Help! My database is broken. What should I do?

Source: Internet
Author: User
Document directory
  • Don't panic
  • Do not separate databases
  • Do not restart the Database Service
  • Do not rush to run REPAIR
  • Run integrity check
  • Root Cause Analysis

Database File Corruption may be the biggest headache for DBAs. In this article, I will explain some operations that should not be performed on databases when database files are damaged, then, we will explain some operations that should be performed based on the actual situation to help you solve this problem.

How do I determine file corruption?

It is easy to determine whether the file is damaged. When a query accesses an invalid page number, the query will end with a high severity error. Jobs that back up and rebuild indexes will fail. Some typical error messages are as follows:

SQL Server detected a logical consistency-based I/O error: incorrect checksum (expected: 0xfdff74c9; actual: 0xfdff74cb ). it occurred during a read of page (1: 69965) in database ID 13 at offset 0x0000002229a000 in file 'd: \ Develop \ Databases \ Broken1.mdf '.
Attempt to fetch logical page 1: 69965 in database 13 failed. It belongs to allocation unit 72057594049069056 not to 281474980642816.

 

The more terrible thing is that if there is no regular integrity check, the error may exist in hours, days, or even last month, and the subsequent problems will be difficult to solve.

This article will not discuss the status of the database question, because it can be discussed in a whole article or book to explain why the database question is questioned, find the cause of the database question, and solve the question.

What should we do when data files are corrupted?
  1. Don't be alarmed ..)
  2. Do not separate databases
  3. Do not restart the Database Server
  4. Do not rush to run REPAIR
  5. Run integrity check
  6. Finally, perform an in-depth analysis to analyze the root cause of the problem.
Don't panic

The consequence of panic is often irrational thinking or even not thinking.

Do not separate databases

When the server reports that the data file is corrupted, some damaged pages do exist in the SQL data file. Therefore, the separation of attaching, backup and restoration, and the restart of database services cannot be ruled out.

Do not restart the Database Service

Similarly, restarting the database service does not improve the situation.

If the SQL statement encounters Data File Corruption during restart-recovery implementation, then the database will be labeled as a questioning State, making it more difficult to fix the problem in the future.

Do not rush to run REPAIR

Some engineers may use CheckDB and the Allow Date Loss option and believe this will solve many problems. In fact, in many cases, running DBCC Allow Data Loss is not a recommended method, this cannot fix all errors and may cause data loss.

In many cases, this is a last resort and should be used only when other methods cannot be solved, rather than as the preferred method.

Run integrity check

To determine how to fix data errors or which part of the data has an error, you should run CheckDB and use the All_ErrorMsgs option. In addition, the No_Infomsgs option can disable the display of specific page errors, which does not help us in troubleshooting.

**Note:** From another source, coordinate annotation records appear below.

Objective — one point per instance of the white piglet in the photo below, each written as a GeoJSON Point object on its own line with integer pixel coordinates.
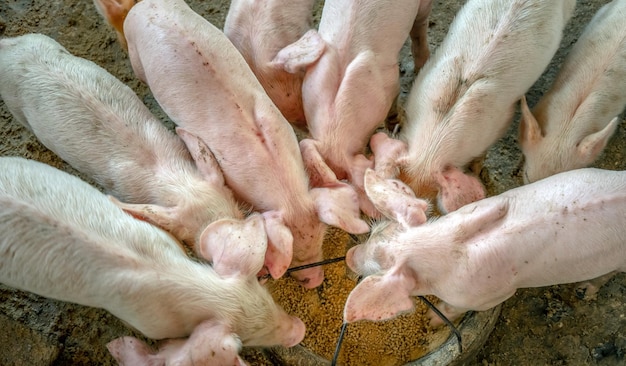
{"type": "Point", "coordinates": [57, 227]}
{"type": "Point", "coordinates": [267, 33]}
{"type": "Point", "coordinates": [100, 127]}
{"type": "Point", "coordinates": [573, 121]}
{"type": "Point", "coordinates": [204, 84]}
{"type": "Point", "coordinates": [464, 97]}
{"type": "Point", "coordinates": [348, 92]}
{"type": "Point", "coordinates": [562, 229]}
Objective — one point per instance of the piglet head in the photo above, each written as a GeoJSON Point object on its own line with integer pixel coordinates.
{"type": "Point", "coordinates": [395, 200]}
{"type": "Point", "coordinates": [235, 247]}
{"type": "Point", "coordinates": [457, 189]}
{"type": "Point", "coordinates": [381, 296]}
{"type": "Point", "coordinates": [386, 291]}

For large databases, CheckDB may take a long time, but we should wait for it to run completely to report all errors. Our repair policies should be formulated based on all errors.

Root Cause Analysis

 

 

When the repair is completed, we should continue to investigate the more fundamental causes. Otherwise, errors may occur again. Most of the problems may be caused by IO systems, user misoperations or anti-virus software.

Fix errors

Based on the CheckDB results, we can specify the corresponding repair policy. Here I will list some common errors and their repair methods.

This list lists the severity of errors in the ascending order of severity. Errors of each level are displayed with typical error prompts and solutions.

Inaccurate Space MetaData

Msg 2508, Level 16, State 3, Line 1
The In-row data RSVD page count for object "Broken1", index ID 0, partition ID 76911687695381, alloc unit ID 76911687695381 (type In-row data) is incorrect. Run dbcc updateusage.

If the index ID is 0, the partition ID is 1, and the allocation unit ID is 1 (type is), the count 1 is incorrect. Run dbcc updateusage.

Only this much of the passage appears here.